On a mainte fois tiré de ces diverses constatations la conclusion que plusieurs de ces fléaux si fréquents en Égypte pouvaient être mis en relation de cause à effet avec l’inondation du pays par les eaux du Nil ; ainsi, l’altération des eaux du fleuve aurait pu entraîner à sa suite, comme conséquences naturelles plus ou moins directes, plusieurs des fléaux qui sont énumérés dans nos textes (grenouilles, moustiques, peste bovine, pustules), conséquences dans lesquelles la tradition israélite vit des interventions de la puissance divine agissant en faveur des clans hébreux asservis en Égypte et préparant l’heure de leur libération. Que le dieu national d’Israël ait employé pour cela des moyens, des phénomènes appartenant au domaine de la nature, c’est ce que le texte lui-même donne à entendre, par exemple lorsque, pour la 2e plaie, Yahvé dit : « Le fleuve fourmillera de grenouilles » (Exode 7.25), ce qui suppose un état de choses connu, mais intensifié fortement dans le cas présent, et lorsque, pour la 6e, le texte dit expressément que « Yahvé fit souffler sur le pays un vent d’orient » qui y poussa des nuages de sauterelles, et que, pour les en chasser, il fit souffler « un vent d’ouest très fort qui jeta les sauterelles dans la mer » (Exode 10.13 ; Exode 10.19).
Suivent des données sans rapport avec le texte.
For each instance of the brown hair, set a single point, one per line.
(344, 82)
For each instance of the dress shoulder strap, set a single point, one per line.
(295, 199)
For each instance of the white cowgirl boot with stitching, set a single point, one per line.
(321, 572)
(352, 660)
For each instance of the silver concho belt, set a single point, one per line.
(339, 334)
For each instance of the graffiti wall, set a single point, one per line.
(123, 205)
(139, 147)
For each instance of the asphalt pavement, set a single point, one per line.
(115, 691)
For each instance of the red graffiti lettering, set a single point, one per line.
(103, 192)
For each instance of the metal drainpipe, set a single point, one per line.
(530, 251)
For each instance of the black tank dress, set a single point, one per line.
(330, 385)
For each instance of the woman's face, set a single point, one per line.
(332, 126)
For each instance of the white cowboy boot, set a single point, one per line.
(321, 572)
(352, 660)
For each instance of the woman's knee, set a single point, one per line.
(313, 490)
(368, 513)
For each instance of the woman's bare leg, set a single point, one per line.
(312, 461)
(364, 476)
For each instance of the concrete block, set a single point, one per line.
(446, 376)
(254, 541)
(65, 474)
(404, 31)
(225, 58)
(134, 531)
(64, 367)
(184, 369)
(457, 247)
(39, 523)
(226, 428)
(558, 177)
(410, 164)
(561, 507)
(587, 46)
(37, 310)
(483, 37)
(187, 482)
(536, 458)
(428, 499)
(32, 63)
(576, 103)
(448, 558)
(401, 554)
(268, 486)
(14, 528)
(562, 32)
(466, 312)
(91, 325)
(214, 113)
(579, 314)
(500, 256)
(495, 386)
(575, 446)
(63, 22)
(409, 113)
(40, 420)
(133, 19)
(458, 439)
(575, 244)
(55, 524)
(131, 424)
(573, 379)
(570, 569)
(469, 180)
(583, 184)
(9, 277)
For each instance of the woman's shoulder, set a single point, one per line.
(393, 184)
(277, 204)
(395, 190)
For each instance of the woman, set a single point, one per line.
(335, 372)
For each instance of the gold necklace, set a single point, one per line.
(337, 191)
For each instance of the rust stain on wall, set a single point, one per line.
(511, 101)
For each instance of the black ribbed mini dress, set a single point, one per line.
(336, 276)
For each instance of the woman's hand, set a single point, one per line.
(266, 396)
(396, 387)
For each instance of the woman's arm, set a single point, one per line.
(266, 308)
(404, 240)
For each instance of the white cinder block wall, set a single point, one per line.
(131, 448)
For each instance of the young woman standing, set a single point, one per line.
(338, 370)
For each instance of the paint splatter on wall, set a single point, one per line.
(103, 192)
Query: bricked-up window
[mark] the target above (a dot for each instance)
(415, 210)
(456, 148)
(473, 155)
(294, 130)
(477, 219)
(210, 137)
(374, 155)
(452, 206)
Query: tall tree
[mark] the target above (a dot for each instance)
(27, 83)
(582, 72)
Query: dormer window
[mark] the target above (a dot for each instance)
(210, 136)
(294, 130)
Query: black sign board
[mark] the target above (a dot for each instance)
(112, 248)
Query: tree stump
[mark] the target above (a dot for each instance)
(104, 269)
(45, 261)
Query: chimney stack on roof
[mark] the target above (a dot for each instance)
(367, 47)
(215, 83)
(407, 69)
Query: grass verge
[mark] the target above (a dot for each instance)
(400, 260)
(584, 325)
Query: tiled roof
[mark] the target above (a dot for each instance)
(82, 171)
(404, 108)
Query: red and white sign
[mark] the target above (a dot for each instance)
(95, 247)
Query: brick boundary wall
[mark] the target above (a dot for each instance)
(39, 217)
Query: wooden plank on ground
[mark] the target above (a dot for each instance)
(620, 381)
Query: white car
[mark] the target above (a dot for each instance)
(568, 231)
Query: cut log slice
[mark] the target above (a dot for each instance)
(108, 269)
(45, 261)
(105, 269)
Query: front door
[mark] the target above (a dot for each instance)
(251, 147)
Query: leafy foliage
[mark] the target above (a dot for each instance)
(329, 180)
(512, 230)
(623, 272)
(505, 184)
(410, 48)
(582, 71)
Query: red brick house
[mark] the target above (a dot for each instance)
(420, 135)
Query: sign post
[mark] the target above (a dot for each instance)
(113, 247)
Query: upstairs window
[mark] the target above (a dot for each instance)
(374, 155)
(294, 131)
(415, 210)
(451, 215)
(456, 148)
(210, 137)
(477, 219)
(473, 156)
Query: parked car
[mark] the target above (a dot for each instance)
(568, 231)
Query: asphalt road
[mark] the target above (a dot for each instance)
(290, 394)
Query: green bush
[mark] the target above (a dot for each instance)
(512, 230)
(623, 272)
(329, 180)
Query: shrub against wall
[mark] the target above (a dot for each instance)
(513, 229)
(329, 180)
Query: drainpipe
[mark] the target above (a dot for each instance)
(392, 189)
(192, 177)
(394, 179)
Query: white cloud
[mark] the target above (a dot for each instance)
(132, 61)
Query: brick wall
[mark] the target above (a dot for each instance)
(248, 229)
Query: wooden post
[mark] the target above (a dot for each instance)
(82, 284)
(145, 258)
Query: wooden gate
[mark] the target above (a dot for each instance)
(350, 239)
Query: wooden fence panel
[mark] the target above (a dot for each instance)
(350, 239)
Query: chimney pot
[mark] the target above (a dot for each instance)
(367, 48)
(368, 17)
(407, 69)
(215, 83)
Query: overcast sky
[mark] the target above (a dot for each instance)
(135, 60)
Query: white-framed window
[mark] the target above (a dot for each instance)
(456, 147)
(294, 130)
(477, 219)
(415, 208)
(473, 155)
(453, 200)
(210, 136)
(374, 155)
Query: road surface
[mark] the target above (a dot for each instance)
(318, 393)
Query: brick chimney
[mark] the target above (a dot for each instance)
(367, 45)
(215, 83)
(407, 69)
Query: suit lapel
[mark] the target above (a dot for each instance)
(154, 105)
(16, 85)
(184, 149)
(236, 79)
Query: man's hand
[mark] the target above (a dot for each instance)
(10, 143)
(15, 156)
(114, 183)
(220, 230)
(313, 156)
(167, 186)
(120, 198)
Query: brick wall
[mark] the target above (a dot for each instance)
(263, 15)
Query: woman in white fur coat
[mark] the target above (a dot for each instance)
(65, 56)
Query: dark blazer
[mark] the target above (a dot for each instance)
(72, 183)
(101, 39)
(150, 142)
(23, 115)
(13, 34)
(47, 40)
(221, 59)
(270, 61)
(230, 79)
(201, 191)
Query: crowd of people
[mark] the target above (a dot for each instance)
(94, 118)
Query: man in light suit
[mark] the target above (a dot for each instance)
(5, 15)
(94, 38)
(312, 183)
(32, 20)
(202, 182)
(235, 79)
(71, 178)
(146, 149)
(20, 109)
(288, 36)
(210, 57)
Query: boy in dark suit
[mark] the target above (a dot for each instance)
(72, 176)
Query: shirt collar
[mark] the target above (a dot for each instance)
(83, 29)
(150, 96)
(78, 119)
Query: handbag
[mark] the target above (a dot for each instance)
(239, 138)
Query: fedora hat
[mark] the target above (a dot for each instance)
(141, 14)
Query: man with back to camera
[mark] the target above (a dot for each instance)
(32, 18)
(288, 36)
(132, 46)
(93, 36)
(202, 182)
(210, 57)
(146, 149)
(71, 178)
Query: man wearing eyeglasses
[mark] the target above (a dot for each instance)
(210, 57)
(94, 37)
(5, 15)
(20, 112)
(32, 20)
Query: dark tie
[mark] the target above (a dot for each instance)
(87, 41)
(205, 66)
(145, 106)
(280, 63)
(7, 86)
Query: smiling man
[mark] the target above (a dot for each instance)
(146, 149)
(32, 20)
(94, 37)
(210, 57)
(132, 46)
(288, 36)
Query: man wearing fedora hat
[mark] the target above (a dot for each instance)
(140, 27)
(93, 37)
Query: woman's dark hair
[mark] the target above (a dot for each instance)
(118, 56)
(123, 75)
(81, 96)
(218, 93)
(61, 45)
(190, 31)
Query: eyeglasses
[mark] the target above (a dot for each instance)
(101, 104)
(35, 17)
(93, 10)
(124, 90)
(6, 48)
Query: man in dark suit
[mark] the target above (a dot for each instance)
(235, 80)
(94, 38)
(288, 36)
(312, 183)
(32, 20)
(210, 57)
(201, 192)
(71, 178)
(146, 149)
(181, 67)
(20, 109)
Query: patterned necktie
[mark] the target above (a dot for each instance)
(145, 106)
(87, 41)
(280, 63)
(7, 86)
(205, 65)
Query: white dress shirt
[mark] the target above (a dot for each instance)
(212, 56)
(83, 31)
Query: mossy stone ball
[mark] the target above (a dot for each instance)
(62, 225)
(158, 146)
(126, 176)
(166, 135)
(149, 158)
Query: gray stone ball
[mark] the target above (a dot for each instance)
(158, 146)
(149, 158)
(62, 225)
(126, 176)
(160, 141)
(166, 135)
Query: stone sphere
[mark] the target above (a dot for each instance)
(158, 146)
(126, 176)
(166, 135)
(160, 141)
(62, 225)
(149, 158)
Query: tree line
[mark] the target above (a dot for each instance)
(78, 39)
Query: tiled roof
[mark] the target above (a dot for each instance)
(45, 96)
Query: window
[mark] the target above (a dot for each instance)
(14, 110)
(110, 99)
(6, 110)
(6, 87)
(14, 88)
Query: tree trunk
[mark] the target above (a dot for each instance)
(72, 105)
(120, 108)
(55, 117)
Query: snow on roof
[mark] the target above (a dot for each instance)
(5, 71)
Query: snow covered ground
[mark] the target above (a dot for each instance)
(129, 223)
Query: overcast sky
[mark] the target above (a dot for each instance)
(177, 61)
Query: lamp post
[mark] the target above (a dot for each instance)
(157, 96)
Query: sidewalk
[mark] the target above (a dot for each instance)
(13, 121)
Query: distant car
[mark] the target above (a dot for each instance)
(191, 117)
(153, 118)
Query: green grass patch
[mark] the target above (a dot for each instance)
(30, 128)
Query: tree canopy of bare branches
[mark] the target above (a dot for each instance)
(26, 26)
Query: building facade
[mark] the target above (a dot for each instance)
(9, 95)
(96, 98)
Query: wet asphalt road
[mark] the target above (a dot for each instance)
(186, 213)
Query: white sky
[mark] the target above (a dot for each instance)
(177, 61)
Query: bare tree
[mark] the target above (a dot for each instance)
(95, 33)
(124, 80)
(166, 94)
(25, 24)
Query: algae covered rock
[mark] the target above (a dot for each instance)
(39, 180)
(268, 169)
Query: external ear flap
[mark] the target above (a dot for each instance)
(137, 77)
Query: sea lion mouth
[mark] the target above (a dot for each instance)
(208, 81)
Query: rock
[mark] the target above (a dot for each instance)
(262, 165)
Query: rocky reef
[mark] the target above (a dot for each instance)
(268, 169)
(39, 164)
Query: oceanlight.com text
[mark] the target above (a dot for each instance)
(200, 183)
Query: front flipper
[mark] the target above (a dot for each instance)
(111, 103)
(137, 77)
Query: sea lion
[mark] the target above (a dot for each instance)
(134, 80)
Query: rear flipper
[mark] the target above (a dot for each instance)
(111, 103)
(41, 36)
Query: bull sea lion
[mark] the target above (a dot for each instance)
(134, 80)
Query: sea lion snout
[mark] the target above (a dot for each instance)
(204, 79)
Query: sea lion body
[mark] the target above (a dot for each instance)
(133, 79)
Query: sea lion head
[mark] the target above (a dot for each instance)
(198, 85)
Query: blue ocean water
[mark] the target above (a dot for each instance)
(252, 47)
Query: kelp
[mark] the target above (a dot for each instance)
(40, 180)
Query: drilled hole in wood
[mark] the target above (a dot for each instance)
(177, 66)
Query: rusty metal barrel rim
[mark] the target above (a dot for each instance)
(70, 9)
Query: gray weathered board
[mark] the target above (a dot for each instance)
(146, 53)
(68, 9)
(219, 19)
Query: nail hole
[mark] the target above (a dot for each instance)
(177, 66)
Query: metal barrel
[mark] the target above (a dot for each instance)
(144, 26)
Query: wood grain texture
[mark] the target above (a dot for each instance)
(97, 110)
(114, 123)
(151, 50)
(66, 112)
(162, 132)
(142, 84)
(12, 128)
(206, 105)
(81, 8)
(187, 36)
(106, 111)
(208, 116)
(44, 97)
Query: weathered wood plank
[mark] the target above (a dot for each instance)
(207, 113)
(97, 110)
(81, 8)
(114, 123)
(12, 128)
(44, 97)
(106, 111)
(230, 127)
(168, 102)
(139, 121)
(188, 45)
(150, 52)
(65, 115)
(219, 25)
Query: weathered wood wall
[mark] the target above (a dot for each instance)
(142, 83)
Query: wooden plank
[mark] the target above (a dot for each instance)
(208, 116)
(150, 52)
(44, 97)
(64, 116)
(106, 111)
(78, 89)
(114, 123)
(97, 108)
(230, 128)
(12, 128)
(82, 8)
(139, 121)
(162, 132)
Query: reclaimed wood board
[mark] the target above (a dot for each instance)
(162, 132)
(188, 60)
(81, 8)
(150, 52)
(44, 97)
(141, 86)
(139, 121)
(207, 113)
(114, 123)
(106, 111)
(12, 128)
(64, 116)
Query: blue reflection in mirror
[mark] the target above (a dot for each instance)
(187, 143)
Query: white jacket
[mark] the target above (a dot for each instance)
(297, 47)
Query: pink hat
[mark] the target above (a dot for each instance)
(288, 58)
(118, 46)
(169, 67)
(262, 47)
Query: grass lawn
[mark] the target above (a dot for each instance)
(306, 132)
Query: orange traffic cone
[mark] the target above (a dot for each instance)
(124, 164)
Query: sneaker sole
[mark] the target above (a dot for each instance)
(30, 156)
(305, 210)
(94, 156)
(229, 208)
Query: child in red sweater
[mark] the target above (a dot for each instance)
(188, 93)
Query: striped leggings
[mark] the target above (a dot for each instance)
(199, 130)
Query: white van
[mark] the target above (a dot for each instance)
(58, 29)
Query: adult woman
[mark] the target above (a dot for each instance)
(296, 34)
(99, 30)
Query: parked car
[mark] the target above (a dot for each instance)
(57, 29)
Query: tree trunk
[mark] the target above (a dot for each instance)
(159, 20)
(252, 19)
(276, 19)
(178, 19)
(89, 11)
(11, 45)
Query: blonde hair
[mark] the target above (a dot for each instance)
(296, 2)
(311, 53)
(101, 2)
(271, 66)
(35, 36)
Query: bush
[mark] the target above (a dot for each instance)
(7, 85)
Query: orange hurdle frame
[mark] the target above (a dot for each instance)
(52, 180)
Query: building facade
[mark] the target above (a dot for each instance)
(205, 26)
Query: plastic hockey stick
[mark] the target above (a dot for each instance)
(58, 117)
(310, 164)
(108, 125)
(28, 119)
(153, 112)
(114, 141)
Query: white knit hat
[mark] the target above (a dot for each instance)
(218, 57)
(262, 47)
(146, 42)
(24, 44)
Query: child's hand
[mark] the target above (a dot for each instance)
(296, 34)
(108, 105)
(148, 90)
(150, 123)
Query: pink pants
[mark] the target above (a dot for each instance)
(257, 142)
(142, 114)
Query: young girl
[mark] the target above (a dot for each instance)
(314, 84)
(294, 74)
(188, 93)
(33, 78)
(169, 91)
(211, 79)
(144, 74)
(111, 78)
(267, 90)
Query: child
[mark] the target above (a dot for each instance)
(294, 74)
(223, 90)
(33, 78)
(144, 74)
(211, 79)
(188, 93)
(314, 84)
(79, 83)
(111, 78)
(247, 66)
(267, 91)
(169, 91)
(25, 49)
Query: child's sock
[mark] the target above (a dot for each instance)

La pensée religieuse et l’imagination des générations postérieures donnèrent à ces phénomènes qui, à l’origine, n’avaient rien de surnaturel, des proportions toujours plus considérables, en multiplièrent le nombre (voir ce qui a été dit plus haut des fléaux-doublets) et finirent par leur imprimer le caractère de faits purement miraculeux qu’ils n’avaient pas primitivement. À cette action exercée par les générations postérieures sur les données fournies par la tradition nationale, il faut ajouter encore l’intervention d’un certain élément d’ordre littéraire et psychologique, l’art avec lequel les auteurs de nos documents montrent le pharaon, d’abord rebelle et intransigeant, puis cédant, par degrés habilement marqués, à la pression qu’exercent sur lui les fléaux qui s’abattent successivement sur la nature, sur ses sujets, et enfin sur lui-même par la mort de son fils aîné ; il y a là, dans les concessions toujours plus grandes que le pharaon consent à Moïse, un sens psychologique très fin et l’intention d’impressionner fortement l’esprit ; et, malgré les formules assez stéréotypées (répondant bien au goût des Orientaux) des entretiens qui ont lieu entre le pharaon et Moïse pour l’annonce des plaies et leur retrait, l’attention et l’intérêt vont toujours grandissant, et le débat engagé revêt les proportions d’une joute de puissance entre le Dieu des Hébreux et le chef du grand empire terrestre, joute qui aboutira au triomphe final de Yahvé.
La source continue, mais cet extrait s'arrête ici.